Zdaniem Ewy Krysińskiej-Błaszczyk, dyrektor Stacji Pogotowia Ratunkowego we Włocławku, lekarze, którzy podejmują się jeżdżenia w karetkach, świadomie decydują się na ryzyko.
- Często stykają się z agresywnymi pacjentami, którzy uważają, że im się należy wszystko - mówi Ewa Krysińska-Błaszczyk. - Agresywnie zachowują się przede wszystkim pijani, można się po nich spodziewać wszystkiego, a większości do takich jeździmy najczęściej. Były przypadki, że pacjenci brali się do bicia. Zespół nie może odpowiadać na agresję agresją. Lekarze muszą uważać, żeby czymś nie dostać po głowie.
W Boże Narodzenie, podczas udzielania pomocy medycznej na Zakręcie, w kierunku karetki poleciały kamienie. Zbito przednią szybę. Łódzkie pogotowie, aby poradzić sobie z agresywnymi pacjentami, zamierza skorzystać z usług firmy ochroniarskiej. - My nie możemy sobie na to pozwolić, w razie czego musimy liczyć na pomoc policji - mówi Ewa Krysińska-Błaszczyk i przypomina, że lekarz, który jeździ w karetce jest funkcjonariuszem publicznym - napaść na niego jest tym samym, co napaść na policjanta.
Agresywne zachowania pacjentów są też na porządku dziennym na szpitalnym oddziale ratunkowym szpitala. - To najniebezpieczniejsze miejsce w szpitalu. Zdarzają się tu awantury, krzyki, bijatyki. Tu spotykają się przywiezieni przez karetki, wśród których są i pijani, i bezdomni oraz pacjenci kierowani z przychodni, oprócz tego masa ludzi, która gdzie indziej nie szukała lub nie otrzymała pomocy. Najgorsza jest pijana młodzież - mówi Stefan Kwiatkowski, dyrektor ds. medycznych lecznicy.
Nerwy puszczają też pacjentom trzeźwym.
- Nikt nie chce czekać na usługi medyczne - mówi Stefan Kwiatkowski. - Swoje zrobiły też media.

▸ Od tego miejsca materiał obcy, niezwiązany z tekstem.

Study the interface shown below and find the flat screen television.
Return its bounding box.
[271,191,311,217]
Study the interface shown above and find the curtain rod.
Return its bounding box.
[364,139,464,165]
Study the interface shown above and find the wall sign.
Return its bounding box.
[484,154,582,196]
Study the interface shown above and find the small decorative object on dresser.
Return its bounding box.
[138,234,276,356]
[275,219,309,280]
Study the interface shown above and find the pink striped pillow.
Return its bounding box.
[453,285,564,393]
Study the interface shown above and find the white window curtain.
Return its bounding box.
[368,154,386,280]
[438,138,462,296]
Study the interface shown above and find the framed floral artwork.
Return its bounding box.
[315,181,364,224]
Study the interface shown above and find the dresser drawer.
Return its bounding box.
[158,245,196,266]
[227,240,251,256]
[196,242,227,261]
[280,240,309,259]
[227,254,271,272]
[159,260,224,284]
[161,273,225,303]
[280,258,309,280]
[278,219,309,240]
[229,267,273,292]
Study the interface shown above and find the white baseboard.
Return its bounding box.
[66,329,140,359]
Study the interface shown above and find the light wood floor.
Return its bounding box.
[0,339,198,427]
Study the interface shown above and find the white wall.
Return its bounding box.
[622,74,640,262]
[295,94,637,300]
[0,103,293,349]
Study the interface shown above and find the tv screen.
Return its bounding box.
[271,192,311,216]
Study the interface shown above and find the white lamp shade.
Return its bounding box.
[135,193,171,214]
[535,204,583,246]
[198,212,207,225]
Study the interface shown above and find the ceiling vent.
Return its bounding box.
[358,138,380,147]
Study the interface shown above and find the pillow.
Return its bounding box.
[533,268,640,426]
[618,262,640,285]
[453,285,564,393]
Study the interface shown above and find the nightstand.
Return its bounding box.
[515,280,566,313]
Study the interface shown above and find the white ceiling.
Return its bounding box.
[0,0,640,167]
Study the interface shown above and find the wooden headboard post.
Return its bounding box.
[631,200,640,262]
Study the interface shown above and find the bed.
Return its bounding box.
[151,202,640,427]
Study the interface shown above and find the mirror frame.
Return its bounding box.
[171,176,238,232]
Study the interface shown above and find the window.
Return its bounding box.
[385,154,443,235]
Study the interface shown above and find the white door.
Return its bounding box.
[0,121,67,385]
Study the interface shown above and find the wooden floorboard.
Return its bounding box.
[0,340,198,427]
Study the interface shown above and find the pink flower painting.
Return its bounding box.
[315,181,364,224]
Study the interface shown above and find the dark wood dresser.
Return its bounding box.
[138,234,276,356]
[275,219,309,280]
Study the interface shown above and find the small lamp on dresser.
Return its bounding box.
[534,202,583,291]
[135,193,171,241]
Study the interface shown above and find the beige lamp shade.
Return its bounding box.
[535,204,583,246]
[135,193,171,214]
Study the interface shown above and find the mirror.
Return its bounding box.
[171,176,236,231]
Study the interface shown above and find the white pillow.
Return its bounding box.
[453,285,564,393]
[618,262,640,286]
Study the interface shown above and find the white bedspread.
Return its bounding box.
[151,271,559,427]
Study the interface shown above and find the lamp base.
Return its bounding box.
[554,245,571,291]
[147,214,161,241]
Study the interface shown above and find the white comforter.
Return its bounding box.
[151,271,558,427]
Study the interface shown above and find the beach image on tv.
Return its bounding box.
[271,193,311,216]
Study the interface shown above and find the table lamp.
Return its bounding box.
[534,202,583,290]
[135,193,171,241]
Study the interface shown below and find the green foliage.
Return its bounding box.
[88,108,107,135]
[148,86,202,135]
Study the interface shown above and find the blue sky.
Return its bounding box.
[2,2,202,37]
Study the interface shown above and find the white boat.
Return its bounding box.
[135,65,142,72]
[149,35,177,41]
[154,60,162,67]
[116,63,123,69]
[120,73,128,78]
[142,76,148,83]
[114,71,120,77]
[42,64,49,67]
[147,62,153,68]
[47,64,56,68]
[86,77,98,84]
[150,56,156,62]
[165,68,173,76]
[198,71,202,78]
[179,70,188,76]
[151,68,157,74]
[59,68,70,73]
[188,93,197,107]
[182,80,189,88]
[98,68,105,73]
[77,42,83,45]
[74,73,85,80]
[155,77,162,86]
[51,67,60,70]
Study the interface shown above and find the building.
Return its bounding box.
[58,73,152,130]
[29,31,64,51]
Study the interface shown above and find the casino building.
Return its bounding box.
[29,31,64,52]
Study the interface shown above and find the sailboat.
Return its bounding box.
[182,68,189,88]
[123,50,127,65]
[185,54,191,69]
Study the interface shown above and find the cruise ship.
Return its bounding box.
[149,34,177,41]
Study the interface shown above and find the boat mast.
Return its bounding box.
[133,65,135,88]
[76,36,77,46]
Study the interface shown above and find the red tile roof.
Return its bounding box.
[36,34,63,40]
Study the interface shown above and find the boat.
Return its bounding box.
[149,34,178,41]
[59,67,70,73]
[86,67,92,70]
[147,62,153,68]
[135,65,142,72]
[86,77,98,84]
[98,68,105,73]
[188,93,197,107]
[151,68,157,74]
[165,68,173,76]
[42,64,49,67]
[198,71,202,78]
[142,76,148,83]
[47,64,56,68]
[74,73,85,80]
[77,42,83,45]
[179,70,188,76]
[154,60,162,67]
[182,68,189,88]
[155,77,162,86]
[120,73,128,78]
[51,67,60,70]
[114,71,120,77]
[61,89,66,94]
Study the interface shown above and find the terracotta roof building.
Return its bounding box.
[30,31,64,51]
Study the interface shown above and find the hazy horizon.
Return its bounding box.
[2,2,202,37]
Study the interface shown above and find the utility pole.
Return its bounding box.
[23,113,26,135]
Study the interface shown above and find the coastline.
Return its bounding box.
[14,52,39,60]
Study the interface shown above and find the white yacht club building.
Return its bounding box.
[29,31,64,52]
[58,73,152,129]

Podburzyły pacjentów przeciwko lekarzom, bo w ostatnim czasie stawiały te grupę w bardzo złym świetle. Zdarza się, że na powitanie pacjent nie mówi lekarzowi „dzień dobry”, ale od razu rzuca: „ja już dobrze wiem, jacy wy jesteście”. Opinia na temat pracy lekarza nie jest najlepsza, wielu pacjentów postrzega lekarzy jako ludzi, którzy nic nie robią, tylko chcą pieniędzy.

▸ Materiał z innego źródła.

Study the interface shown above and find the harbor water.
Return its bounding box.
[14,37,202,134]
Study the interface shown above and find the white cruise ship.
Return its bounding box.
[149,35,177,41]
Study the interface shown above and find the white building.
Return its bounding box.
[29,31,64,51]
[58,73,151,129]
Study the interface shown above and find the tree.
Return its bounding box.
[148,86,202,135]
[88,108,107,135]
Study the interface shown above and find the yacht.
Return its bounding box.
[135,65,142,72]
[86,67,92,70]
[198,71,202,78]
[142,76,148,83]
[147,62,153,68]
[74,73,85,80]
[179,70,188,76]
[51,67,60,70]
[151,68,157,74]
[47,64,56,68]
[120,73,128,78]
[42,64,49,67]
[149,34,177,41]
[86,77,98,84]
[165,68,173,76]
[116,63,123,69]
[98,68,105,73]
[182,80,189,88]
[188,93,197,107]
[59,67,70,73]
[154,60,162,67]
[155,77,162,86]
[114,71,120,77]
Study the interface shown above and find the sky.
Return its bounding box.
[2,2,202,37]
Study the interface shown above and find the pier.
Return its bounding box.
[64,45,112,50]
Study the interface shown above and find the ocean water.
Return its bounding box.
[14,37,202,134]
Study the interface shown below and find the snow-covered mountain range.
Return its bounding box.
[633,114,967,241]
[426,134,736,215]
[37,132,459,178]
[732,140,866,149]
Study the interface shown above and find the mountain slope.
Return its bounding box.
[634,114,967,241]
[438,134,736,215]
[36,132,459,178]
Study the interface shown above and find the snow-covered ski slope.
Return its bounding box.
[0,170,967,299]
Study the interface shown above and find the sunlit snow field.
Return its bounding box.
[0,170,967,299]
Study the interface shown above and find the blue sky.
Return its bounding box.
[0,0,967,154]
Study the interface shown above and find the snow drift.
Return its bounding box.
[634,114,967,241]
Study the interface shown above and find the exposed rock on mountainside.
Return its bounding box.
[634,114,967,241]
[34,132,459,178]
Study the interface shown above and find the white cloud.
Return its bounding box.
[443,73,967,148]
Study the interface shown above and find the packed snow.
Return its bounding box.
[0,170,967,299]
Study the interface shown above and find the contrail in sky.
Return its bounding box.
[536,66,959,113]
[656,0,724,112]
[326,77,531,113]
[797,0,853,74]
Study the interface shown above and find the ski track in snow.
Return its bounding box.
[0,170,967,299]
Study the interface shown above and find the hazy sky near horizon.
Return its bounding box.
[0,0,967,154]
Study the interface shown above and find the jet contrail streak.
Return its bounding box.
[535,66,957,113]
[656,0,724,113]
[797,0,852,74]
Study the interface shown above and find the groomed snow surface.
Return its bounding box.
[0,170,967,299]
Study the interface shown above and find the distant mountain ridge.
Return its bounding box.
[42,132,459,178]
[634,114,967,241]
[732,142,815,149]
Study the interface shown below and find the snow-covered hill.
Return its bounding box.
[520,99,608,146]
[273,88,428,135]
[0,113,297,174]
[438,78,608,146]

Szpital od kilku lat ma ochronę. Pomaga ona obezwładnić awanturujących się w izbie przyjęć i na szpitalnym oddziale ratunkowym. Najczęściej lekarze mają do czynienia z agresją słowną. Choć do dziś w szpitalu pamięta się pacjenta, który pobił ordynatora jednego z oddziałów.
(GS)
Źródło: "Nowości Włocławskie"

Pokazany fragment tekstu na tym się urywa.